Marie: Naja, Ideen gibt es genug. Nur der internationale Ruder-Verband ist in dieser Hinsicht sehr konservativ. Es werden ja bereits Sprintrennen ausgetragen, in denen es nicht ganz so „langatmig“ und noch rasanter zugeht.
Sicherlich wäre auch ein K.O.-Modus bis zum Finale denkbar, doch dann müßten die Strecken auch kürzer sein. Und „Mixed“-Wettbewerbe sind nur bedingt möglich. Ich hatte ja schon 2005 ein gemeinsames Training mit einem rudersportlichen „Leichtmatrosen“, der nicht wesentlich größer und nur 10 kg schwerer war. Das war trainingsmethodisch mal sehr interessant, mit einem „Fun-Faktor“ versehen, aber wettkampfmäßig ist es wohl nicht das Richtige …
Aber die Ruder-Wettkämpfe in der heutigen Form sind schon spannend. So erkämpften wir bei den WM 2007 „haargenau“ mit den Däninnen die Bronzemedaille, nach viel „Hin und Her“. Für einen Moment dachte ich schon: „Oh Gott, Bronze ist futsch …“. Es gab allerdings ein versöhnliches Ende.

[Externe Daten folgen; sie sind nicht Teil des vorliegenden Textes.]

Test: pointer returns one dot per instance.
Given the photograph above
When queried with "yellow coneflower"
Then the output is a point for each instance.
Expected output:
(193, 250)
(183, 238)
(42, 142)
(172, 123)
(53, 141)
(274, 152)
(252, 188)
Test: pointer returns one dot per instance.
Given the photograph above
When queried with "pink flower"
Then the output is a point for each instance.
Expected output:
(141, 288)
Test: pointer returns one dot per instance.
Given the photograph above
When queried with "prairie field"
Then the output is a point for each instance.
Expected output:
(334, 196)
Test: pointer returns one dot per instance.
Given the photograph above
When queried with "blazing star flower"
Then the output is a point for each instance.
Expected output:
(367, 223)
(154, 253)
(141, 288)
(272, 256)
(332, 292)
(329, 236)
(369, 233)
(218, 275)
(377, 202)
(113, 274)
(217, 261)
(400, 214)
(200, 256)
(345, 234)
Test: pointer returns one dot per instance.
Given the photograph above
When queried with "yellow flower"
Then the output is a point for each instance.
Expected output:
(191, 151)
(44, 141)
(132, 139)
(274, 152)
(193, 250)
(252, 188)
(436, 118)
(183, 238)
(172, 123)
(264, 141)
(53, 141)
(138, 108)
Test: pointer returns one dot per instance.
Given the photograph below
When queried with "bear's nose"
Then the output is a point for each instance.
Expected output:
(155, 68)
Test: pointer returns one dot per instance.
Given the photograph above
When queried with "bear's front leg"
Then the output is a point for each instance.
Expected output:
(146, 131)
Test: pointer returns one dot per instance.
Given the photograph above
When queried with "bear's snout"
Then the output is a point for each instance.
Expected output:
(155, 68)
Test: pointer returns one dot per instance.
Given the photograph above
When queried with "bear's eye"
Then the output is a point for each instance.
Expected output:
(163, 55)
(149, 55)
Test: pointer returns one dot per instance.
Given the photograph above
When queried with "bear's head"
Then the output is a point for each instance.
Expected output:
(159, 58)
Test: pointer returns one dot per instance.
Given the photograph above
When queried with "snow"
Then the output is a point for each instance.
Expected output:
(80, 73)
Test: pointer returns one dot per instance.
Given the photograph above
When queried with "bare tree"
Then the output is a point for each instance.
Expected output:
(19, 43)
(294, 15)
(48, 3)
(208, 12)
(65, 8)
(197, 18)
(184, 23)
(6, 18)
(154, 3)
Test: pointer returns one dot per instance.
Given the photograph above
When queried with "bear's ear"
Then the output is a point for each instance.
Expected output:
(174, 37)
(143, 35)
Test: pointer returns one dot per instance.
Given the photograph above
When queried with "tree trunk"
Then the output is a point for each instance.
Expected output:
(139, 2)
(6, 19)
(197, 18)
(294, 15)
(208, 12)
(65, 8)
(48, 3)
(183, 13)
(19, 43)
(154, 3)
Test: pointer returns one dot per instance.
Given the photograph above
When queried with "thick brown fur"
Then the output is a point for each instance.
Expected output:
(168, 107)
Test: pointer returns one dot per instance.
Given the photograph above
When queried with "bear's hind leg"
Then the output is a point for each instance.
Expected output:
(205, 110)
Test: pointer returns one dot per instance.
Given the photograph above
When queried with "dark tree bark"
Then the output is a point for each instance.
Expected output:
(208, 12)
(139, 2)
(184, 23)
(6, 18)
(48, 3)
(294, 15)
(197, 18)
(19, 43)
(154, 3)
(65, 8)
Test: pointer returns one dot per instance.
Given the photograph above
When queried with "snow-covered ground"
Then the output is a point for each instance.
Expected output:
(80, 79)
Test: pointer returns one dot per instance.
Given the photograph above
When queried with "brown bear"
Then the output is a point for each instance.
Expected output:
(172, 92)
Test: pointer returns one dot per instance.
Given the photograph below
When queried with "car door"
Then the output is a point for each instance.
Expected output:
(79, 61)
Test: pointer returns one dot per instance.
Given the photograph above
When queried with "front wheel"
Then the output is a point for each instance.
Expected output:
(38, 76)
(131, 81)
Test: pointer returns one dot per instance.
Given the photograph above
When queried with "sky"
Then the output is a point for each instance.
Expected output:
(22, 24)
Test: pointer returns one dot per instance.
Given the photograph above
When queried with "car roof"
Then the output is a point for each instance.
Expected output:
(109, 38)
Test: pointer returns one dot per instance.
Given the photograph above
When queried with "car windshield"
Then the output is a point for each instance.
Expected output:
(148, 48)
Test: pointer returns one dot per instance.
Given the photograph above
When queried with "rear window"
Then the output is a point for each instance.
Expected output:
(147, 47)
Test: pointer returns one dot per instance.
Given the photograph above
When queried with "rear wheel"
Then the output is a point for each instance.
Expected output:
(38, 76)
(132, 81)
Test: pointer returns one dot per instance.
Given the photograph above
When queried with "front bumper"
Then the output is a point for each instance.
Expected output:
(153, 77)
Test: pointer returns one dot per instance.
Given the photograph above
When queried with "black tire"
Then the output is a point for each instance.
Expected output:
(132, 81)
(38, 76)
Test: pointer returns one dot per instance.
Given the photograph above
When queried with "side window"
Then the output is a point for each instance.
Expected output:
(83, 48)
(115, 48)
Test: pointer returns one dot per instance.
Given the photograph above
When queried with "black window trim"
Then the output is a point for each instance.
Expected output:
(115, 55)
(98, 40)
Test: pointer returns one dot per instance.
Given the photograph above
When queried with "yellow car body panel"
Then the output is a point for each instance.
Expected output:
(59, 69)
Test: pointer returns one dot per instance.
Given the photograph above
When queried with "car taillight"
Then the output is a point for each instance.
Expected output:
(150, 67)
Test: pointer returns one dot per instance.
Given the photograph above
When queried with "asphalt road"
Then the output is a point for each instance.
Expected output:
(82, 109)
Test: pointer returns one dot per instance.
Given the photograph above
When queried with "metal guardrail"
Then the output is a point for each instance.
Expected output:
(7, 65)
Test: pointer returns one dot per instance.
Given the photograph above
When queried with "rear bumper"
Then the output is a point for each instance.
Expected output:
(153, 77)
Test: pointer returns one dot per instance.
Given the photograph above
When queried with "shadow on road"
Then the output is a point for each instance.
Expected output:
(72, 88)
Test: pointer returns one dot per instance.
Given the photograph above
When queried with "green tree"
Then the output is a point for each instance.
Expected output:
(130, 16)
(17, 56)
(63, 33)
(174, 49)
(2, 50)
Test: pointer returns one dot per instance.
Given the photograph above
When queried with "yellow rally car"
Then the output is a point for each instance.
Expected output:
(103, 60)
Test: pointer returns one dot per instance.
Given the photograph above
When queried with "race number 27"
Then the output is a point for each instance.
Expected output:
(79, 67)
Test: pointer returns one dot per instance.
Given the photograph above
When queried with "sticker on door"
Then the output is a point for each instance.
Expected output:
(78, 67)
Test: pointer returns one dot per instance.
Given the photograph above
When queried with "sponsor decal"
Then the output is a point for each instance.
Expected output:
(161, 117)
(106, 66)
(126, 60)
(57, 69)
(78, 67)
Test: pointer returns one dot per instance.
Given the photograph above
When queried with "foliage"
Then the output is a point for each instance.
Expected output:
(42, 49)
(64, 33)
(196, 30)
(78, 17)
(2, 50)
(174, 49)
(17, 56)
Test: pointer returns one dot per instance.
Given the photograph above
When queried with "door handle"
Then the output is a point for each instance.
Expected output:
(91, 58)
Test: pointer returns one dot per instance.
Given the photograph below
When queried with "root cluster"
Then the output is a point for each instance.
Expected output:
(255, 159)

Frage: Du warst Studentin für das Lehramt an Gymnasien mit der Fächerkombination Mathematik/Sport. Sport ist ja okay. Aber warum mußte es ein „so ätzendes Fach“ wie Mathe sein ?

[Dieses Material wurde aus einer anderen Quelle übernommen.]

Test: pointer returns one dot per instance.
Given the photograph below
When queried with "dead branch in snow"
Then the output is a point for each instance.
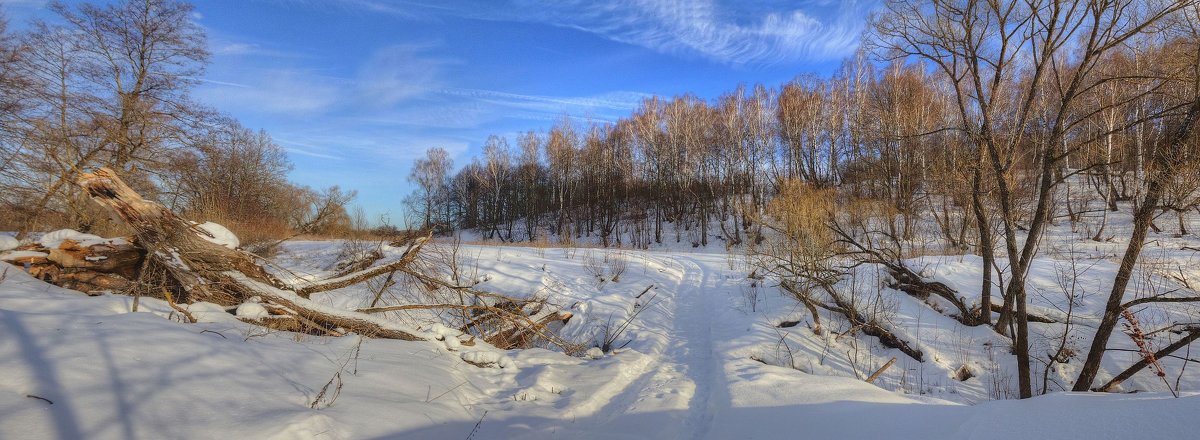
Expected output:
(201, 270)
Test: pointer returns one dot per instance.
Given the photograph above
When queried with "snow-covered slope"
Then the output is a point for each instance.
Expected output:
(694, 365)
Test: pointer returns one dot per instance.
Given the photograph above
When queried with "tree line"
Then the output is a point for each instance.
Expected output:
(979, 124)
(108, 85)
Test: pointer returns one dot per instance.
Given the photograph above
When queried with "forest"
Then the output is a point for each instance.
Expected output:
(987, 200)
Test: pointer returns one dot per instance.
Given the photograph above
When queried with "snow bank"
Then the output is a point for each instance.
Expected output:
(53, 240)
(252, 311)
(221, 235)
(489, 359)
(7, 242)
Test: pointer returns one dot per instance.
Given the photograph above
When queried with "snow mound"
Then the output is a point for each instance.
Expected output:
(19, 254)
(55, 239)
(221, 235)
(7, 242)
(489, 359)
(252, 311)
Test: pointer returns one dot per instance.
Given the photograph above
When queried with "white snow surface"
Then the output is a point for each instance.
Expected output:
(9, 242)
(703, 360)
(221, 235)
(52, 240)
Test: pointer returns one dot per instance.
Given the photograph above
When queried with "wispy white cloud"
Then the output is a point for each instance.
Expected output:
(280, 91)
(719, 31)
(399, 73)
(730, 31)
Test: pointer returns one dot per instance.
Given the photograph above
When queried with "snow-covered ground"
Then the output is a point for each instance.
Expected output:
(703, 359)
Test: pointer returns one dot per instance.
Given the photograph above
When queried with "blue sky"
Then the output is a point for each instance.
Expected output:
(357, 89)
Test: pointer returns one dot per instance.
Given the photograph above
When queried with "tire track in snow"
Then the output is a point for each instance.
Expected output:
(705, 366)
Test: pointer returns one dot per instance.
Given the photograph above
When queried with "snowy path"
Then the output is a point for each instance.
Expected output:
(688, 387)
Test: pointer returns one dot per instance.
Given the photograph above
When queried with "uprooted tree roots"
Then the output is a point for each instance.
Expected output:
(193, 269)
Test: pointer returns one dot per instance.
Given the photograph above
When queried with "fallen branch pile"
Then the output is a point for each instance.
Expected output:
(195, 269)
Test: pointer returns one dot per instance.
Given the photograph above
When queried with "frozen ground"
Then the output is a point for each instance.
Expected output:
(705, 360)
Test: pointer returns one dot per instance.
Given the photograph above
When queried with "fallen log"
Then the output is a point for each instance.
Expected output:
(120, 258)
(201, 270)
(207, 271)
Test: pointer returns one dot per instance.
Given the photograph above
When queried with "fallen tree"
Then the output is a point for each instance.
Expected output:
(195, 269)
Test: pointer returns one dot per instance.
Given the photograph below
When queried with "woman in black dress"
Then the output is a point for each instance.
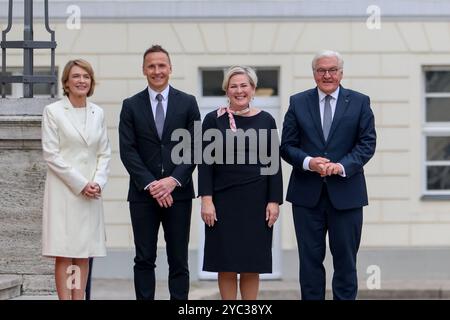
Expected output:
(240, 189)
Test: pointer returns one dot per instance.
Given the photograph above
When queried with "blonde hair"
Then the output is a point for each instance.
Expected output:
(234, 70)
(86, 66)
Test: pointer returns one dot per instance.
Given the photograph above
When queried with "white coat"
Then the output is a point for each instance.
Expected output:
(73, 225)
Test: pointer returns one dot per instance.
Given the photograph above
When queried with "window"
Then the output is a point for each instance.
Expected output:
(437, 132)
(39, 89)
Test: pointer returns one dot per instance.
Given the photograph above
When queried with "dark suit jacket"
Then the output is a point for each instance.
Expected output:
(351, 142)
(147, 157)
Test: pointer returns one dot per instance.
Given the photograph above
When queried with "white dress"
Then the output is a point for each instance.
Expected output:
(76, 152)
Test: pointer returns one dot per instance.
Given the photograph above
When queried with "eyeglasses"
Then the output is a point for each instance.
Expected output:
(331, 72)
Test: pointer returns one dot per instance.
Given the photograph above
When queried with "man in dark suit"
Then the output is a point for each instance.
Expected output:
(328, 136)
(160, 192)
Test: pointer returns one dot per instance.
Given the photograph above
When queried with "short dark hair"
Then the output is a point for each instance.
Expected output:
(156, 48)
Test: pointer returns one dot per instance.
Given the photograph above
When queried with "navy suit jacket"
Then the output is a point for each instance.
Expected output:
(351, 142)
(147, 157)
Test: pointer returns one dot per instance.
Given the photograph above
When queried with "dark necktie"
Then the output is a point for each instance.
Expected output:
(159, 116)
(327, 117)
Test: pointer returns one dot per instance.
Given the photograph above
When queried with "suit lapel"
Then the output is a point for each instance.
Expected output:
(90, 116)
(72, 119)
(314, 109)
(341, 107)
(147, 111)
(171, 107)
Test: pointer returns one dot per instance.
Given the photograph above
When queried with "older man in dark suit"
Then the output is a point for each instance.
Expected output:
(328, 136)
(160, 192)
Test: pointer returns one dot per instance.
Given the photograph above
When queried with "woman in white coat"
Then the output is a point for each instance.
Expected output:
(76, 148)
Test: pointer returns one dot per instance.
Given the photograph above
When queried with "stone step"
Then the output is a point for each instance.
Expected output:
(10, 286)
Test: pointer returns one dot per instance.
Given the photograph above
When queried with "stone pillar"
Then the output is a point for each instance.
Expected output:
(22, 177)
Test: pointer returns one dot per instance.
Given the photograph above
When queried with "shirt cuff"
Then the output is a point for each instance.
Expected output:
(343, 170)
(306, 163)
(178, 182)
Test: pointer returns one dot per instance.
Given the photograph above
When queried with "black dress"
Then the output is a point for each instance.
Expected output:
(240, 241)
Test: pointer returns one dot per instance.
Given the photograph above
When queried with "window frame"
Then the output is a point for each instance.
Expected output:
(432, 129)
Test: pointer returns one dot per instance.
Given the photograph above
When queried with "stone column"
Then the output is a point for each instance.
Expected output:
(22, 178)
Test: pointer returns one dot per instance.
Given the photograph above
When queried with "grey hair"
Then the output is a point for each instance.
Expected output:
(328, 53)
(234, 70)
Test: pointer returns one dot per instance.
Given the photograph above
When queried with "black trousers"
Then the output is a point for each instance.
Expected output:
(146, 218)
(344, 234)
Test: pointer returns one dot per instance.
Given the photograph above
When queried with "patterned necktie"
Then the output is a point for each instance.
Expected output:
(327, 117)
(159, 116)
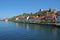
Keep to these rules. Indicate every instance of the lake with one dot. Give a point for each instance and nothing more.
(21, 31)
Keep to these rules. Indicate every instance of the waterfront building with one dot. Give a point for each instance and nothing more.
(17, 18)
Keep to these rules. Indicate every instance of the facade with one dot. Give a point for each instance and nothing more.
(6, 19)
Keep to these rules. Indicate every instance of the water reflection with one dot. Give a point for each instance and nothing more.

Marie: Mathe war mir schon immer leicht gefallen. Ich bin eben eine „berechnende Ruderin“ ! Vielleicht werde ich später einmal zur Sozialpädagogik wechseln; die heutige Situation an den Schulen ist mir etwas zu „nervig“. Ich glaube, als normale Pädagogin fehlt mir die Geduld …

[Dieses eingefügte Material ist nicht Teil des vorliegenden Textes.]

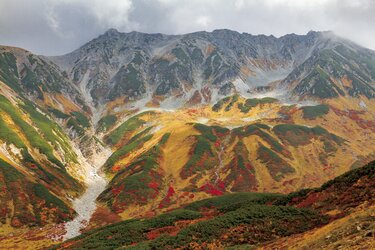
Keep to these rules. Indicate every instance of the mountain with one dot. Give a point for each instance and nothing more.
(253, 220)
(200, 66)
(135, 125)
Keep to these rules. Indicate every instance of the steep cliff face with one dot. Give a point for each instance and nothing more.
(202, 65)
(170, 120)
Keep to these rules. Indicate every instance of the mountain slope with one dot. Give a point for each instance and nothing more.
(174, 120)
(197, 67)
(239, 219)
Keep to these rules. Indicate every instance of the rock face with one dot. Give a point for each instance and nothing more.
(137, 65)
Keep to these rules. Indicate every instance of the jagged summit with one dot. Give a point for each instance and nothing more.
(199, 67)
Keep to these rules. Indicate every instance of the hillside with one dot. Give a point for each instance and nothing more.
(133, 125)
(246, 218)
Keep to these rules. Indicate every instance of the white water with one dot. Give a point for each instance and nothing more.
(85, 205)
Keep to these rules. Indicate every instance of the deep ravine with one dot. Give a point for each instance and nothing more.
(85, 205)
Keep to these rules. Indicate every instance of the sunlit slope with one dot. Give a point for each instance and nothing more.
(37, 164)
(165, 158)
(337, 214)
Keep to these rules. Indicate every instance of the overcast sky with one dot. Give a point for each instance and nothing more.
(53, 27)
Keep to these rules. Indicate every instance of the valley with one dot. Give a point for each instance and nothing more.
(136, 130)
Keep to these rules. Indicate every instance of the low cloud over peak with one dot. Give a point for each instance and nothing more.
(54, 27)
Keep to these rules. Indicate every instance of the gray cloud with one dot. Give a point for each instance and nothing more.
(54, 27)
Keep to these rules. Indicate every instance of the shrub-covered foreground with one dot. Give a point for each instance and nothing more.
(203, 223)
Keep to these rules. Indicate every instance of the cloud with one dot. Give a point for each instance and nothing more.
(60, 26)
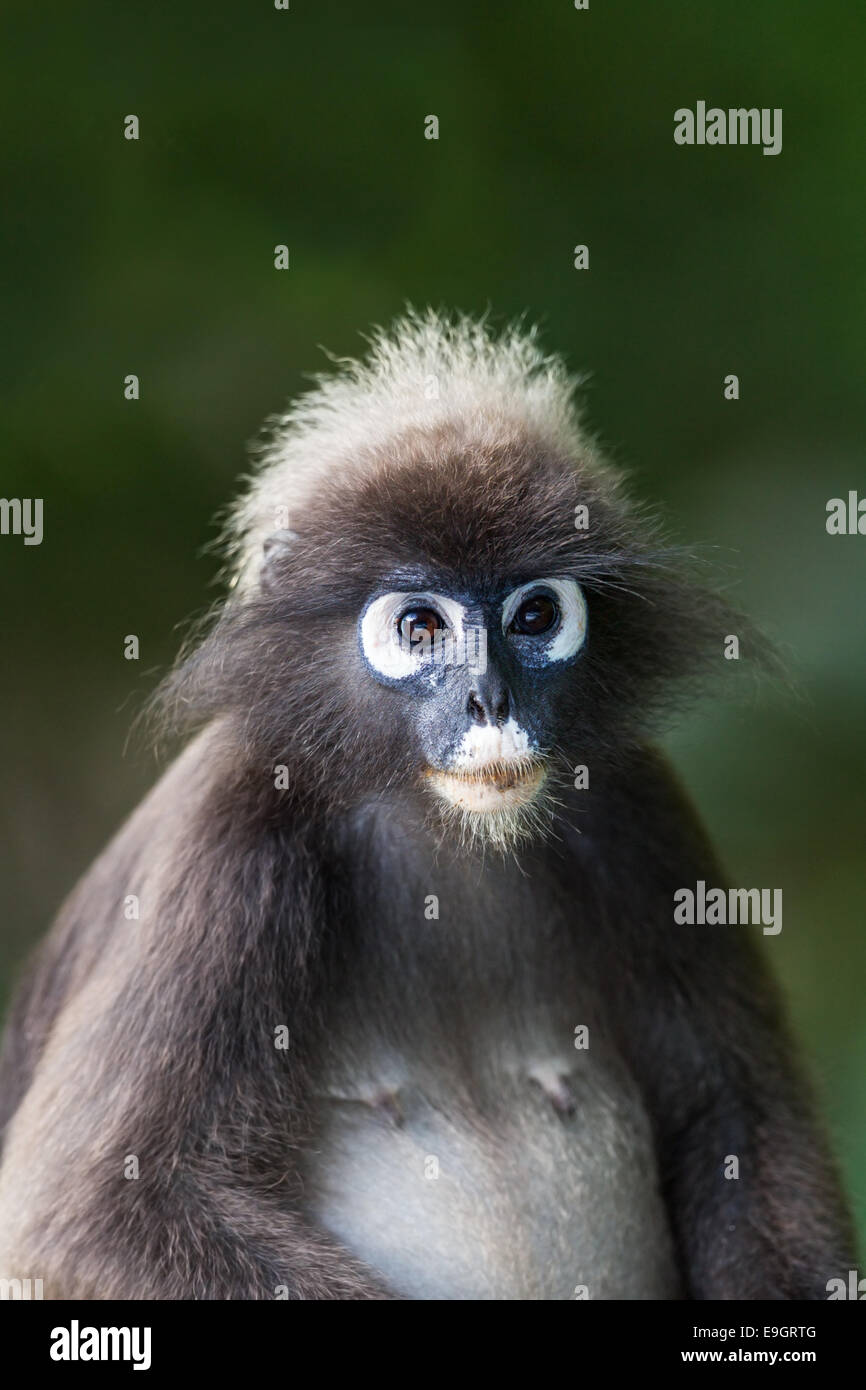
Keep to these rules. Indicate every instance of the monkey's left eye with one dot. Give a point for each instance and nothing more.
(535, 616)
(420, 624)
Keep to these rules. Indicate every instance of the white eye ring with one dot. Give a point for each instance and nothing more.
(380, 633)
(570, 634)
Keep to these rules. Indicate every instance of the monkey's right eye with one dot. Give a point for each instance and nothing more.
(419, 626)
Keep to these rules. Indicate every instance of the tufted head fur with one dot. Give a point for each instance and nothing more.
(451, 459)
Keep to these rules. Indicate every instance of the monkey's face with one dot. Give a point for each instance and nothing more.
(481, 674)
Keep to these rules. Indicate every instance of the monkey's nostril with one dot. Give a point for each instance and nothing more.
(476, 709)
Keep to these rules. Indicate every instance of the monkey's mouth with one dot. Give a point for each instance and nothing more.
(496, 786)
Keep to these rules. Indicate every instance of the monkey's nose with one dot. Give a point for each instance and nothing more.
(488, 704)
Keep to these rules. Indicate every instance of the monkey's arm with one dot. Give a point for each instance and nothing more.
(752, 1193)
(153, 1153)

Frage: Nach Deinen Berechnungen – Welche Medaille wirst Du in Peking holen ?

M.L.Dräger (Mitte)Marie: Hoffentlich, irgendeine !

Aktuelle Frage: Nach den Unruhen in Tibet und der harten Reaktion der Chinesen darauf wurde bzw. wird eine Boykott-Diskussion geführt. Wie ist Deine Meinung dazu ?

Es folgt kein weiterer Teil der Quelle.